QUIJOTE.- Los altos cielos que de vuestra divinidad divinamente con las estrellas os
fortifican y os hacen merecedora del merecimiento que merece la vuestra grandeza.
QUIJOTE.- La razón de la sinrazón que a mi razón se hace, de tal manera mi razón
enflaquece que con razón me quejo de la vuestra fermosura.

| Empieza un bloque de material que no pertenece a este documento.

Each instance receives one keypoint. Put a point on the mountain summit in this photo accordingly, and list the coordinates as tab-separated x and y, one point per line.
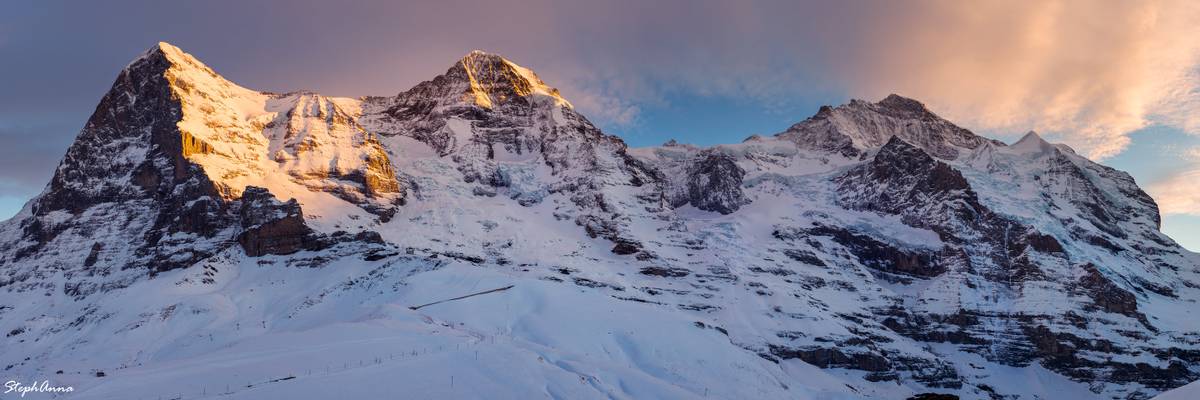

QUIJOTE.- El Cid Ruy Díaz fue un gran caballero pero no tiene nada que ver con el
caballero de la ardiente espada que de un solo revés partió por medio dos fieros y
descomunales gigantes.
QUIJOTE.- ¡Rocinante! Nombre alto, sonoro y significativo. Ni el Bucéfalo de Alejandro
ni el Babieca del gran Cid podrán igualarse contigo. Dichosa edad y siglos dichosos
aquellos en los que saldrán a la luz las famosas hazañas mías, dignas de entallarse en
bronces, esculpirse en mármoles y pintarse en tablas para memoria en lo futuro. ¡Oh,
tú, sabio encantador, a quien ha de tocar ser cronista de esta peregrina historia,
ruégote que no te olvides de mi buen Rocinante.

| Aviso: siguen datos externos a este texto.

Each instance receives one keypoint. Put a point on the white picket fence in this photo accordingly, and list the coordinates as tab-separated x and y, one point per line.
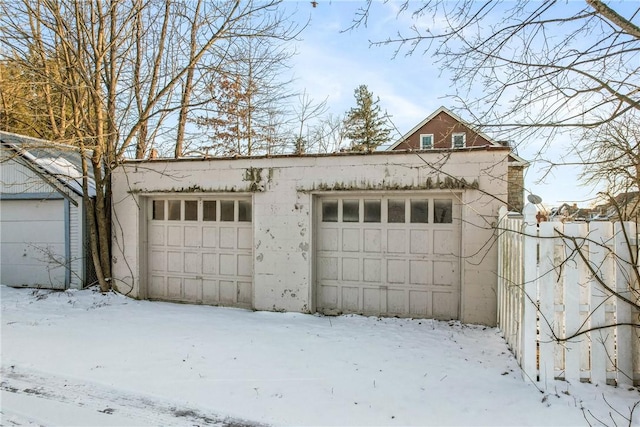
557	281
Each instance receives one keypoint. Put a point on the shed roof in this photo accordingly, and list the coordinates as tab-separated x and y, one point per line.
59	163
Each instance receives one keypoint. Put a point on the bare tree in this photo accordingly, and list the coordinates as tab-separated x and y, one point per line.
248	91
306	111
328	134
611	158
526	67
123	73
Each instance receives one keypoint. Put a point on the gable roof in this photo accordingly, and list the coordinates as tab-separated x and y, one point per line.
442	109
53	162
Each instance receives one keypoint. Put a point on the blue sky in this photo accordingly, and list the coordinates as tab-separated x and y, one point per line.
332	62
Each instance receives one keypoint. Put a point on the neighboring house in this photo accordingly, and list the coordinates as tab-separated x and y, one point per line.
569	213
625	205
445	130
43	236
382	234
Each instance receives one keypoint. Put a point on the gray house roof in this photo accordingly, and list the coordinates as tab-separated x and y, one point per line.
56	163
514	157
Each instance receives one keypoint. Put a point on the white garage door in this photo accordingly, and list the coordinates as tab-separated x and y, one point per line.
200	251
32	236
389	256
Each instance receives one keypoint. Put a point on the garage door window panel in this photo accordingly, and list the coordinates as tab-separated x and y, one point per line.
351	211
158	210
395	211
227	210
174	210
419	211
190	210
244	211
209	212
329	211
443	211
372	211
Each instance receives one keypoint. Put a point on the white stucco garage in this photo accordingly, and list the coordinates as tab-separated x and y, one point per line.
388	233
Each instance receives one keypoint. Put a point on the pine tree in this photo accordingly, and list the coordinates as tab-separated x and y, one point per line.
366	126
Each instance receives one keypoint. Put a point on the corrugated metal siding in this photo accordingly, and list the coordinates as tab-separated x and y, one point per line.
16	178
76	244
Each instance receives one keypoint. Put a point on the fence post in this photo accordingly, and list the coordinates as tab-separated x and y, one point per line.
529	288
575	280
601	340
547	280
502	215
624	281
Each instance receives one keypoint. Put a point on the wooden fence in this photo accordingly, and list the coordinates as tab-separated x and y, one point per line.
566	298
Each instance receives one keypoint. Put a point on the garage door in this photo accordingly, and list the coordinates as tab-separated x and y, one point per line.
32	251
200	251
389	256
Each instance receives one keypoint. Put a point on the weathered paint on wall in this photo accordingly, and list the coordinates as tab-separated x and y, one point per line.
283	190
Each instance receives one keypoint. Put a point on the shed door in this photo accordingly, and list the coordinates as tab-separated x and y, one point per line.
389	256
200	251
32	244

QUIJOTE.- Pero el valeroso Amadís no se había contentado con llamarse Amadís a
secas, sino que añadió el nombre de su reino por hacerlo famoso eternamente y se
llamó Amadís de Gaula. Así uniré yo mi nombre al de mi patria y seré llamado en
adelante don Quijote de la Mancha.
QUIJOTE.- ¡Dulcinea! ¡Dulcinea del Toboso! ¡Mi amada! Si yo por mis malos pecados
o por mi buena suerte, me encuentro por ahí con algún gigante y le derribo, o le parto
por mitad del cuerpo, o finalmente le venzo y le rindo, no será bien que se hinque de
rodillas ante mi dulce señora y le diga: “Yo, señora, soy el gigante Caraculiambro,
señor de la ínsula Malindrania, a quien venció en singular batalla el jamás como se
debe alabado caballero Don Quijote de la Mancha, el cual me mandó que me
presentara ante vuesa merced, para que vuestra grandeza disponga de mí a su
talante”.
QUIJOTE.- Quién duda sino que en los venideros tiempos, cuando salga a la luz la
verdadera historia de mis famosos hechos, el sabio que los escribiese comenzará así
PLUMA.- Apenas había el rubicundo Apolo tendido por la faz de la ancha y espaciosa
tierra las doradas hebras de sus hermosos cabellos, y apenas los pequeños y pintados
pajarillos con sus arpadas lenguas habían saludado con dulce y meliflua armonía la
venida de la rosada Aurora, cuando el famoso caballero Don Quijote de la Mancha
subió sobre su famoso caballo Rocinante...”
QUIJOTE.- ¡Oh, princesa Dulcinea, señora de este cautivo corazón! Mucho agravio os
he fecho al marcharme sin aparecer ante la vuestra fermosura. Tened piedad de este
sujeto corazón que tantas cuitas por vuestro amor padece.